O CAIXEIRO E O PATUÁ
Com suas malas baú recheadas
Pelas fazendas, vilas e Brasires
A vender mercadorias e elixires
Vai experiente cacheiro-viajante.
No lombo de seu fiel alazão
Entre sol, ventos, chuvas e trovão
Oficio sagrado que do pai herdou
Cumpre sina na lida de mercador.
Em conhecida fazenda certo dia
Quando a noite com chuva entrou
Nenhuma atenção lhe foi dada
Mas um alvoroço lhe justificou.
A esposa do fazendeiro em agonia
Em dores de parto difícil encontrou
A mulher num “morria e não morria”
Nada resolvia, nem mesmo o doutor.
Disposto a ajudar, o caixeiro falou
Tenho aqui em um de minhas malas
Amuleto bão!
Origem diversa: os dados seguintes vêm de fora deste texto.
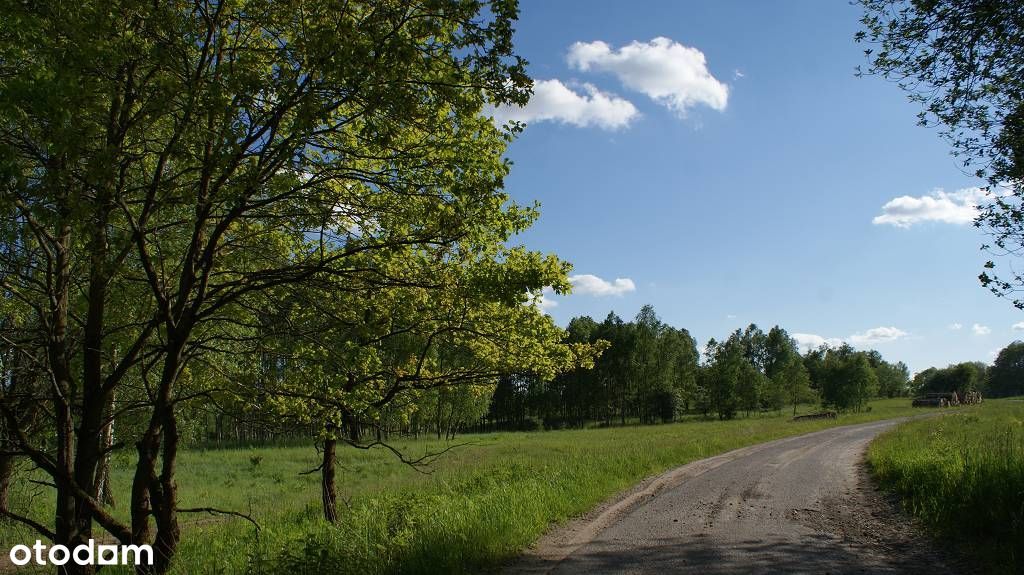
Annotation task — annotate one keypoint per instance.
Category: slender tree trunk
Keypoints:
(328, 471)
(103, 492)
(6, 475)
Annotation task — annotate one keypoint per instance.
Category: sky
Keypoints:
(721, 161)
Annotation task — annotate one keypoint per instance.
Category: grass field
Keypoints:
(963, 475)
(480, 504)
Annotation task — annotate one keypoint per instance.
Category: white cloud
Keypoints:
(958, 208)
(878, 336)
(809, 342)
(594, 285)
(554, 101)
(873, 336)
(544, 301)
(673, 75)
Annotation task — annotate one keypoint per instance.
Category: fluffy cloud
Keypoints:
(873, 336)
(808, 342)
(952, 208)
(594, 285)
(878, 336)
(554, 101)
(674, 75)
(544, 301)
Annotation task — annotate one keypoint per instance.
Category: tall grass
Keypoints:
(480, 504)
(963, 475)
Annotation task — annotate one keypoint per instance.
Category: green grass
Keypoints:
(963, 475)
(480, 504)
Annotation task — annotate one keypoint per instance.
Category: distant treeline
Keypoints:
(653, 372)
(1004, 379)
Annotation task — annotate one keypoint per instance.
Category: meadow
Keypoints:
(475, 507)
(963, 476)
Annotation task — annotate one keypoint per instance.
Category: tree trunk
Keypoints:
(328, 472)
(6, 474)
(102, 485)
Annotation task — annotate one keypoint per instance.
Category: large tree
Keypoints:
(1006, 377)
(165, 166)
(963, 62)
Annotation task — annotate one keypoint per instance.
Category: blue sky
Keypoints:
(722, 160)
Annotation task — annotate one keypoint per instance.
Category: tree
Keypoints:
(849, 380)
(797, 383)
(962, 62)
(893, 379)
(1006, 378)
(962, 378)
(165, 166)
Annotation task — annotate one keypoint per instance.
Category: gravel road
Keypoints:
(802, 504)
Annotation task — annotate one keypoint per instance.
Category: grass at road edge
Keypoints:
(481, 504)
(963, 476)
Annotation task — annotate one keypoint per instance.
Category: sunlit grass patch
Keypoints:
(963, 475)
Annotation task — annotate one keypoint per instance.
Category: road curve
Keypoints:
(801, 504)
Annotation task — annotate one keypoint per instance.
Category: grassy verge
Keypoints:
(480, 504)
(963, 475)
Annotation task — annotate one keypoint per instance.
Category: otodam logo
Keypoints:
(86, 554)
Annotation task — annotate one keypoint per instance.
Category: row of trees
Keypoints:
(653, 372)
(290, 215)
(1004, 379)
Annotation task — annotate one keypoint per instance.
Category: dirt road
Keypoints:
(802, 504)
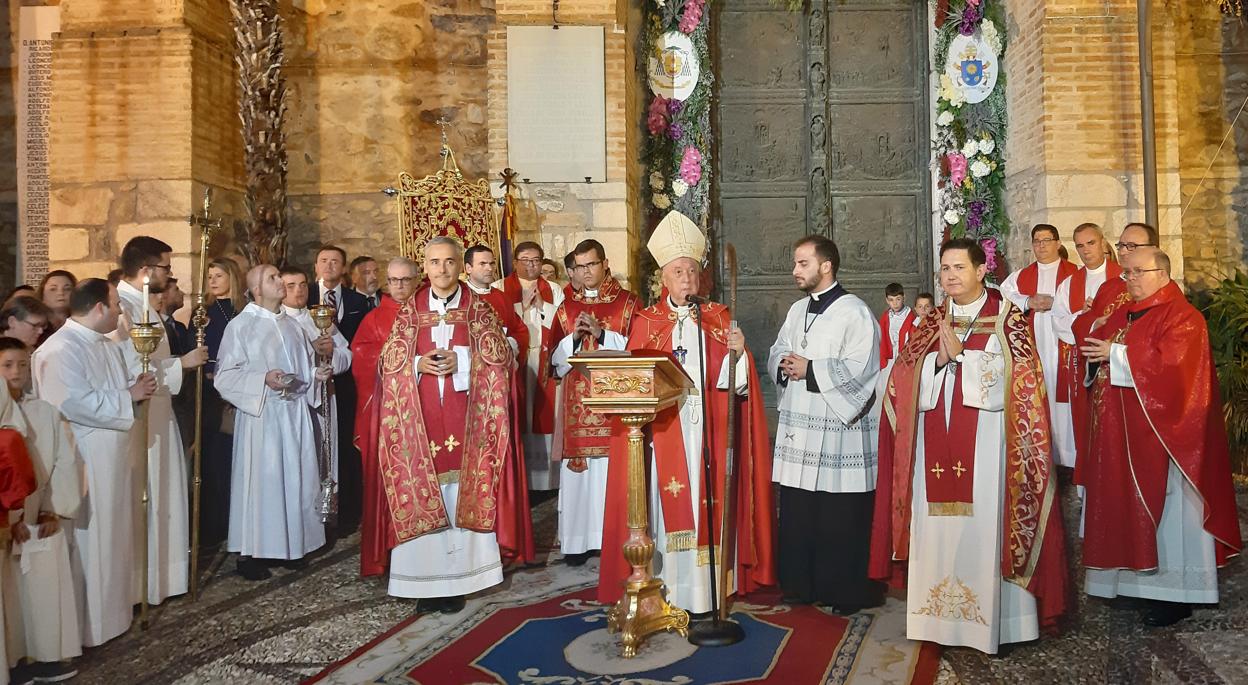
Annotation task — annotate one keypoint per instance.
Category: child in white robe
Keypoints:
(40, 610)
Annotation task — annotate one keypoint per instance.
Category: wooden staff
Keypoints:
(200, 320)
(726, 530)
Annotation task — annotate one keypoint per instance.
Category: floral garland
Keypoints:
(970, 136)
(677, 150)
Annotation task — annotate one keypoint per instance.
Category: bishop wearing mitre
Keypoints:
(677, 488)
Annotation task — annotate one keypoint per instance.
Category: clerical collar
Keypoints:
(820, 301)
(446, 301)
(815, 296)
(971, 308)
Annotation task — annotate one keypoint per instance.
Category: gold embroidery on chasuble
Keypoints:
(951, 599)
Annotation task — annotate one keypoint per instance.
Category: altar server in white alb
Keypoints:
(82, 372)
(1031, 288)
(40, 603)
(330, 344)
(266, 369)
(825, 363)
(167, 532)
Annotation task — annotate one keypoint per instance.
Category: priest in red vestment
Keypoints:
(443, 438)
(1160, 513)
(534, 301)
(678, 519)
(595, 317)
(966, 508)
(402, 277)
(1032, 290)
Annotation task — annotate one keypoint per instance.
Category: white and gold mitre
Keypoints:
(677, 236)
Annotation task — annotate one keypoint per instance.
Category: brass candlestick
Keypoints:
(146, 337)
(200, 320)
(325, 316)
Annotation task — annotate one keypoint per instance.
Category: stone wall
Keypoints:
(562, 215)
(8, 146)
(367, 84)
(142, 120)
(1073, 147)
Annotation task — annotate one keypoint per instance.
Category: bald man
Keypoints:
(266, 368)
(1160, 514)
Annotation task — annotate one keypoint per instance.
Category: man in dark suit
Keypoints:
(330, 288)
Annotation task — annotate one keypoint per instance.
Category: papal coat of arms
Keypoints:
(972, 66)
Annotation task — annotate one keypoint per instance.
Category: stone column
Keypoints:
(1075, 149)
(144, 119)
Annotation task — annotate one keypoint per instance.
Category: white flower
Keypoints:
(990, 35)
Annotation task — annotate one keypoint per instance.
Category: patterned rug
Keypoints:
(547, 629)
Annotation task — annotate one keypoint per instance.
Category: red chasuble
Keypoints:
(542, 419)
(1032, 550)
(1070, 384)
(907, 327)
(375, 532)
(421, 444)
(585, 433)
(1173, 413)
(754, 502)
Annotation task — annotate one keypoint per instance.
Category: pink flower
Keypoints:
(657, 116)
(690, 166)
(990, 251)
(956, 169)
(692, 16)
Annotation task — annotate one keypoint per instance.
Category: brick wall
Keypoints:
(560, 215)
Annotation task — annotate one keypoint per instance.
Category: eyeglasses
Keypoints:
(1128, 273)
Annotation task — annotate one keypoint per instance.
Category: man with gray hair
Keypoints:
(402, 280)
(1160, 510)
(267, 371)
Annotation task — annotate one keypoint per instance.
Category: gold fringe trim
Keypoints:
(949, 509)
(448, 478)
(682, 540)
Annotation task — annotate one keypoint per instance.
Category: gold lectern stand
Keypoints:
(637, 387)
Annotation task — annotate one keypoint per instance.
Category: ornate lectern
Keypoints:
(637, 387)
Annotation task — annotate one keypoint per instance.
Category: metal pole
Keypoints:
(1147, 121)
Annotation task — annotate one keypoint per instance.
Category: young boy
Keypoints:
(925, 303)
(895, 323)
(39, 595)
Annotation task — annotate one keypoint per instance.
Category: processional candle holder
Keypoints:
(325, 316)
(146, 337)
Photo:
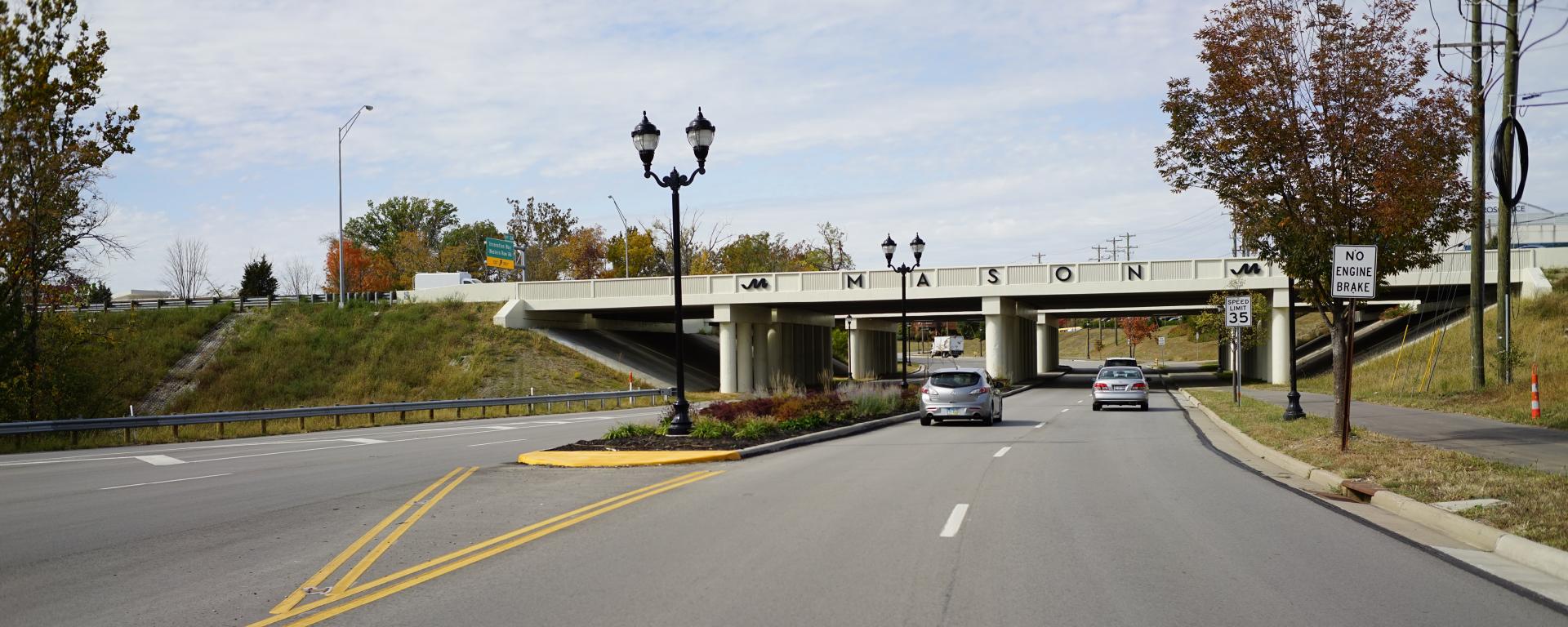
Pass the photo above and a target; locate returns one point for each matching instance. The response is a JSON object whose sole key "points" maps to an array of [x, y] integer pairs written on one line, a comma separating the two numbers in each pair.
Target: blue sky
{"points": [[998, 131]]}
Forte, santo e protetor
Oração amarradinha, um patuá doutor!
Como na longa agonia, nada resolvia
Custava nada tentar e experimentar
O patuá supersticioso e enternecido
Finalmente fez a Dona feliz, a luz dar.
Aquela oração de fé empatuada
Colocada no pescoço da parturida
Na mesma hora como um milagre
Cessaram dores com criança parida.
Logo a após alvoroço de feliz fim
Quis o pai, o senhor fazendeiro
Pagar os préstimos ao caixeiro
Que recusou explicando assim
Com gosto e sem custo algum
Faço de bom coração sem paga
Valeu foi ver ela e o senhor feliz
E a criança agora amamentada
Mas o fazendeiro com satisfação
Comprou tudo da mala do caixeiro
Deu-lhe pouso banho e refeição
Ao cavalo água e feno no barracão
Noutro dia, satisfeito amanhecido
Agradeceu gentilezas e despediu-se
Mas não sem antes, muito recomendar
Por nada no mundo, abram o patuá!
Voltaria ao final de bom resguardo
Tomaria de volta para outros curar
O saquinho que preso num barbante
No pescoço da mãe ficaria a guardar.
Como havia dito e prometido
Retornaram caixeiro e alazão
Pedindo ansioso logo de volta
O patuá amarrado no cordão.
Depois de contadas as novidades
Quitandas e bebericadas de café
Reservou-se num canto com o patuá
Descoseu-o com muito cuidado.
Pegou o papel ali dentro dobrado
Abriu-o tremendo, quase aflito
Para ler o que estava escrito
Respirou fundo e leu todo o teor:
“Havendo pouso e comida,
Para mim e meu alazão,
A mim pouco me importa,
Se a mulher parir ou não!”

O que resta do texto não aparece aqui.